So we are actually on the very first step of optimizations and we want to begin measuring
and keep measuring performance. So we want to contemplate what we care about.
For an open inference server supporting many options, we expect users to send
many queries with different parameters and what we care about are:
The variety of users we will serve at the identical time (throughput)
How long does it take for a mean user to be served (latency)?
We made a testing script in locust which is precisely this:
from locust import HttpUser, between, task
from random import randrange, random
class QuickstartUser(HttpUser):
wait_time = between(1, 5)
@task
def bloom_small(self):
sentence = "Translate to chinese. EN: I like soup. CN: "
self.client.post(
"/generate",
json={
"inputs": sentence[: randrange(1, len(sentence))],
"parameters": {"max_new_tokens": 20, "seed": random()},
},
)
@task
def bloom_small(self):
sentence = "Translate to chinese. EN: I like soup.

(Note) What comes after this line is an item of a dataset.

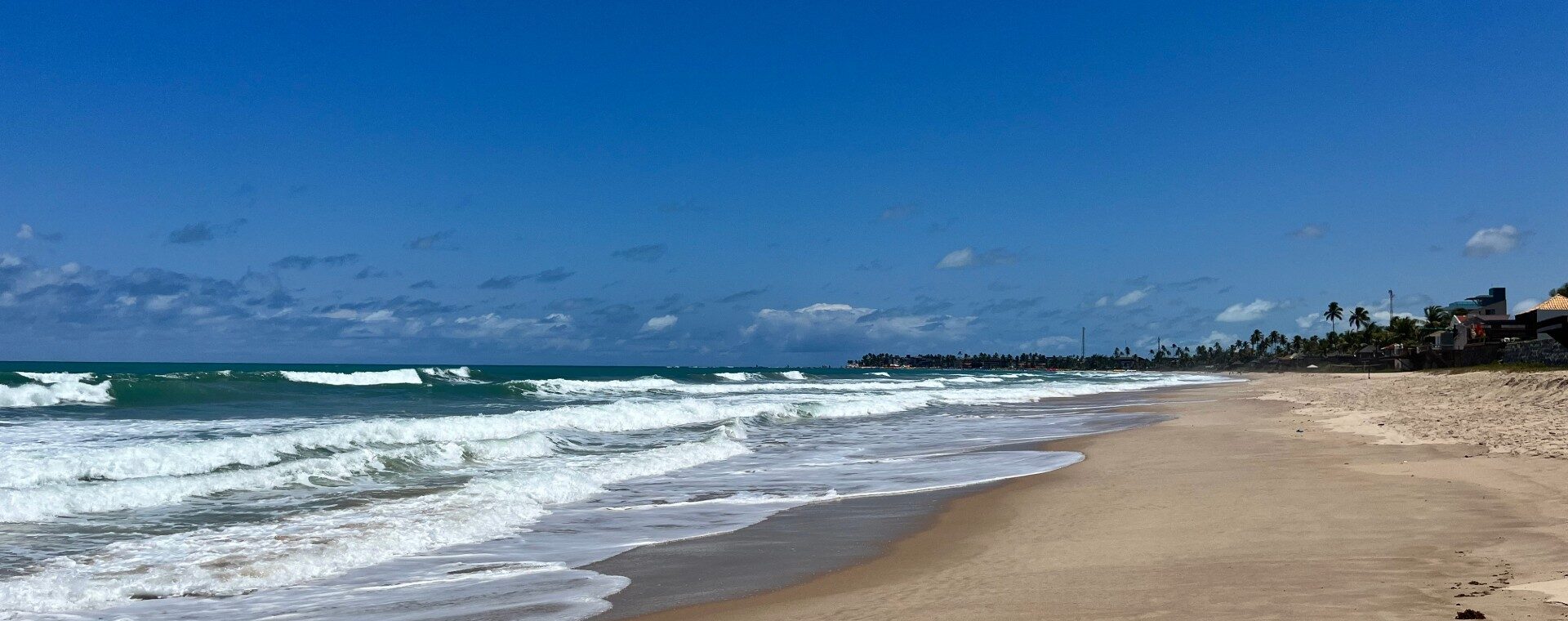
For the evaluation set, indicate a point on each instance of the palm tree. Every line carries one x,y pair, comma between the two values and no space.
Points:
1360,317
1334,314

CN: "
self.client.post(
"/generate",
json={
"inputs": sentence[: randrange(1, len(sentence))],
"parameters": {
"max_new_tokens": 20,
"do_sample": True,
"top_p": 0.9,
"seed": random(),
},
},
)
**Note: This isn’t the very best nor the one load testing we used, however it was
at all times the primary to be run in order that it could compare fairly across approaches.
Being the very best on this benchmark does NOT mean it’s the very best solution. Other
more complex scenarios needed to be used along with actual real-world performance.
**
We wanted to watch the ramp-up for various implementations and in addition be certain that
that underload the server properly circuit breaked. Circuit breaking means
that the server can answer (fast) that it is going to not answer your query because too
many persons are attempting to use it at the identical time.

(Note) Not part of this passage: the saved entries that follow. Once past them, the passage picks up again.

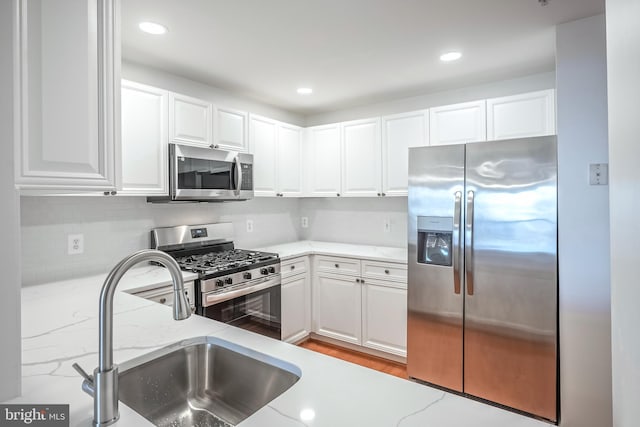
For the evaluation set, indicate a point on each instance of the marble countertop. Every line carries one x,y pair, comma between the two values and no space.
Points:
310,247
60,327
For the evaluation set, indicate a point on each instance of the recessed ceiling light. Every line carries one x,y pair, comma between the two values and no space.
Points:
450,56
152,28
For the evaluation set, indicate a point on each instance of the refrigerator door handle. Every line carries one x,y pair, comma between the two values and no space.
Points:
469,244
457,245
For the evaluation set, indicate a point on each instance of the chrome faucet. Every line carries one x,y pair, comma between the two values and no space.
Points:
103,384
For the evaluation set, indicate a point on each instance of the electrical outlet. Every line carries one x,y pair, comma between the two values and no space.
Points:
598,174
75,244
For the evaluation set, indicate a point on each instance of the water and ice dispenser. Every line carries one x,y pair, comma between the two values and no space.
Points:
435,239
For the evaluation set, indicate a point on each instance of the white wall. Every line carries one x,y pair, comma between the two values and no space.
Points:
356,220
623,67
10,348
220,97
113,227
583,222
471,93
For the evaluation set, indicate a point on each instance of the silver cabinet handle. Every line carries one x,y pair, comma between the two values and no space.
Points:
238,176
457,217
469,243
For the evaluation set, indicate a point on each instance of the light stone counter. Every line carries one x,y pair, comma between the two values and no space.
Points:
59,327
309,247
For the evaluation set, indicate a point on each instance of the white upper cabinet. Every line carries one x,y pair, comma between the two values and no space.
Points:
145,130
399,132
276,149
519,116
323,161
68,76
263,134
231,129
361,158
289,160
458,124
190,120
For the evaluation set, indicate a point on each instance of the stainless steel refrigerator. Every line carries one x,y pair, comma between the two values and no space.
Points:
483,281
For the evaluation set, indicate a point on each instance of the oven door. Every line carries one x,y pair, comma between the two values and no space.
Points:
255,308
203,174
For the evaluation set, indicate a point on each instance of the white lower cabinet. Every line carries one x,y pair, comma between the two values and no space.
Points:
361,302
296,299
384,316
338,307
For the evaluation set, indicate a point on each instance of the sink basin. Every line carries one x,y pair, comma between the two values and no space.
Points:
203,382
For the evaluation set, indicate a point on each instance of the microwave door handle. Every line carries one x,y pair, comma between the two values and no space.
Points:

It’s extremely vital to avoid the hug of death.
On this benchmark the initial performance was (on 16xA100 40Go on GCP which is the machine used throughout):
Requests/s : 0.3 (throughput)
Latency: 350ms/token (latency)
Those numbers aren’t that great. Before attending to work let’s estimate
the very best we will imagine achieving.
The formula for amount of operations is 24Bsh^2 + 4𝐵s^2h24Bsh^2 + 4𝐵s^2h where B is
the batch size, s the sequence length, and h the hidden dimension.
Let’s do the mathematics and we’re getting 17 TFlop for a single forward pass.
Taking a look at the specs of A100 it claims 312 TFLOPS for a single card.
Which means a single GPU could potentially run at 17 / 312 = 54ms/token. We’re using 16 of those so 3ms/token on the general
machine. Take all these numbers with a giant grain of salt, it’s never possible to succeed in those numbers,
and real-life performance rarely matches the specs. Also if computation isn’t your limiting
factor then this isn’t the bottom you’ll be able to get. It’s just good practice to understand how far you might be from
your goal. On this case, we’re 2 orders of magnitude so pretty far. Also, this estimate puts
all of the flops on the service of latency which suggests only a single request can go at a time (it’s okay because you’re maximizing your machine
so there’s not much else to be done, but we will have higher latency and get throughput back through batching far more easily).
Exploring many routes
Note: Tensor Parallelism (TP) means on this context that every GPU will own
a part of the weights, so ALL gpus are lively on a regular basis and do less work.
Often this comes with a really slight overhead that some work is duplicated
and more importantly that the GPUs often should communicate to one another
their results to proceed the computation
Now that we’ve got understanding of where we stand it is time to get to work.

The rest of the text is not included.